Darcy froze, dismayed to feel himself redden.

“I knew you were aware of Mr Bingley’s partiality towards Jane, for I was there when Sir William mentioned it to you.

And when my mother so”—she rolled her eyes—“discreetly boasted of their attachment within your hearing. Given all of that, perhaps you can forgive me for concluding that you would prefer your friend to stay away from my sister and increase his intimacy with yours instead. But if I have misread the situation, then I apologise.”

She was too clever for her own good. Nay, he corrected himself, too clever for his good. There was no evading the matter now; he would not lie to her.

You have not entirely misread it.

He paused to sip some water and collect his thoughts. Doing his utmost not to be perturbed by the manner in which she watched him, he adjusted himself slightly on the bed and resumed writing as well as he could, which was not very.

I advised him to avoid raising your sister's (and the neighbourhood's) hopes any further, but my object was not to secure his affections for my sister.

His unwieldy scribblings meant he ran out of ink rapidly. He dipped the pen again.

I shall not deny such a match would be desirable, should it come to pass, but Georgiana is too young at present to entertain any suitor.

“What then was your object in separating him from Jane?”

“Not a good match,” he mouthed, too tired to lift his arm to dip the pen in the ink again. “Would have made him unhappy.”

He could tell it vexed her. Indeed, he had not for a moment thought it would not, but the intensity of her displeasure startled him. Surely, with her good sense, she could comprehend the imprudence of the union.

“Why was it for you to decide what would make Mr Bingley happy?” she demanded.

“Or my sister? Or yours, for that matter, for Miss Darcy might very well prefer not to marry a man who loves somebody else now—but I suppose that consideration was of no consequence to you when you were arranging it all to your liking.” She banged the inkwell down on the nightstand, evidently too cross to oblige him by holding it any more.

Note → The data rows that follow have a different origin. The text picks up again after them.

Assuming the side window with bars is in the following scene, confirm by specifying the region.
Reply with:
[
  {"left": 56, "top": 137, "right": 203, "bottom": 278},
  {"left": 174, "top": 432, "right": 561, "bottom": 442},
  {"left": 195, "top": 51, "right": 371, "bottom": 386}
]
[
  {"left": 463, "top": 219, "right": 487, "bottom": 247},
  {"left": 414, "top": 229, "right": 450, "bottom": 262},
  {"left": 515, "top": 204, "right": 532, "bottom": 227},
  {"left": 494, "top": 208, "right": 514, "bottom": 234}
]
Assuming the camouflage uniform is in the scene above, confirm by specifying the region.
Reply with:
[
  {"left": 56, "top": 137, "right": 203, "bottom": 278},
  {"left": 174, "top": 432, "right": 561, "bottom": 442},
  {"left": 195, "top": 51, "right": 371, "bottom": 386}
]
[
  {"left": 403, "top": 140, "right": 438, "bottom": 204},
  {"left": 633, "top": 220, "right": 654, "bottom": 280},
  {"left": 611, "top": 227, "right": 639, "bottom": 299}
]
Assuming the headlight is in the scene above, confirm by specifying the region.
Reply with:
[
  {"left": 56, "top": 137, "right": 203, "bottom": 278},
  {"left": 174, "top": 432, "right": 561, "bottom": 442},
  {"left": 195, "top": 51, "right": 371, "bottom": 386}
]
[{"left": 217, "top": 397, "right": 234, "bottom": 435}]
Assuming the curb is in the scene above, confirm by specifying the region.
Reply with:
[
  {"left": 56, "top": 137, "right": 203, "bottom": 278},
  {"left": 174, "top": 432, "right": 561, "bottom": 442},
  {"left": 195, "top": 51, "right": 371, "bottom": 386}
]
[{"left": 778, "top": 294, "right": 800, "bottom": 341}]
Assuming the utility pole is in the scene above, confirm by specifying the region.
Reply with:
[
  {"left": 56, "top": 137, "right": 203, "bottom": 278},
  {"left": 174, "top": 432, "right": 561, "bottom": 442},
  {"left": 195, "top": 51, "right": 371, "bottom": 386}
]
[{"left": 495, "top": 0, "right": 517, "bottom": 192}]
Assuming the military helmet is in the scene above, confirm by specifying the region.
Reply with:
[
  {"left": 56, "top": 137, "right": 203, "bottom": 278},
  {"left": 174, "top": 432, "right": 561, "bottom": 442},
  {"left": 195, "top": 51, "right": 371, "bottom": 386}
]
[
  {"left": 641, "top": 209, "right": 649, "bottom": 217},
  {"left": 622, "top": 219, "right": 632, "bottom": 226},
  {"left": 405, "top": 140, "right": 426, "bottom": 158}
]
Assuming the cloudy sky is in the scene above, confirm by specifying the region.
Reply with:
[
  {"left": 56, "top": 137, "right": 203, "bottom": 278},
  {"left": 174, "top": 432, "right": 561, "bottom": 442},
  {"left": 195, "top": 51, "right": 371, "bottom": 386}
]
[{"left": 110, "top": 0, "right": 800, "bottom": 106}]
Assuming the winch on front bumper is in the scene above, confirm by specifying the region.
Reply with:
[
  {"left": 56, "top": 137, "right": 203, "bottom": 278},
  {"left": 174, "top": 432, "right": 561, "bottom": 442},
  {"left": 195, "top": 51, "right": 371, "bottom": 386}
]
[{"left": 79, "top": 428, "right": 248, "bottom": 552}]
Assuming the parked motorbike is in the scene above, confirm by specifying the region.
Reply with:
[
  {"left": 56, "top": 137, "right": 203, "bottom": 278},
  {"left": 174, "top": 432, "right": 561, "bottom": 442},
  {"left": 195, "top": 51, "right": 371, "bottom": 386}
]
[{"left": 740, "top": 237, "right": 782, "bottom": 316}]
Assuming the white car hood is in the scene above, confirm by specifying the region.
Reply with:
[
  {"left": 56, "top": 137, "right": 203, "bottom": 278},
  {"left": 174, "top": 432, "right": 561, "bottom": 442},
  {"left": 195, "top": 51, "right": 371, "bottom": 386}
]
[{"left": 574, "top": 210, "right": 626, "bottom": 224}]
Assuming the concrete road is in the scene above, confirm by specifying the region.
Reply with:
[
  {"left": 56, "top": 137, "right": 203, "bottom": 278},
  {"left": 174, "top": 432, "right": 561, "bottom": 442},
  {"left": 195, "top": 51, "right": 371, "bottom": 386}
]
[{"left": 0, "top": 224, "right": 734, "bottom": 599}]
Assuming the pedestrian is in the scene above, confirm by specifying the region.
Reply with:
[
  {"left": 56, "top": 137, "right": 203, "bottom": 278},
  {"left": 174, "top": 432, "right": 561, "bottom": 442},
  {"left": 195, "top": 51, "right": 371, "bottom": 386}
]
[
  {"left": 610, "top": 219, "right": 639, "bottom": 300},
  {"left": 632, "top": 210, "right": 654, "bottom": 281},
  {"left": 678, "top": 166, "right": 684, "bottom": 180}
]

“Do you see no injustice in the fact that you are marrying where you like, yet you refuse to allow anybody else in your sphere of influence the same privilege?”

She gave no indication of having heard his heart’s thundering misstep, though it did so loudly enough that Darcy would not have been surprised if she had. He had been so careful to give her no indication of his regard! How had she come to think they could ever marry?

“What?” he mouthed feebly, unable to express aught more eloquent.

“Do not pretend ignorance, sir. You do not play the part well. I know you are marrying your cousin.”

He did gape at her then, and though he would never have thought incredulity could actually hurt, fire coursed down his neck. “I am not marrying my cousin,” he mouthed, unsure whether he was more relieved or disappointed that she had not mistaken his intentions after all.

She slumped a little in her chair with a chagrined expression, though it soon transformed into churlishness. “Why not? What is wrong with her?”

“Nothing! I simply do not wish to marry her.”

Elizabeth shook her head disbelievingly. “You have done a much better job of showing your hypocrisy with this than I could ever hope to. You will not marry your cousin because you do not wish to, yet you perceive no value in the wishes of the people whose lives you arrange so high-handedly?”

Darcy had not the fortitude for this! He was not used to accounting for himself and certainly not whilst unable to speak.

“I have forced nobody to do anything against—” He ceased his silent defence, for Elizabeth was squinting at his mouth and shaking her head in exasperation.

He indicated that if she wished him to respond, he would require more ink, and she very reluctantly placed the well back within his reach.

It was running dry, and it was necessary for him to dip the pen thrice more before his reply was done, by which point his arm shook with fatigue.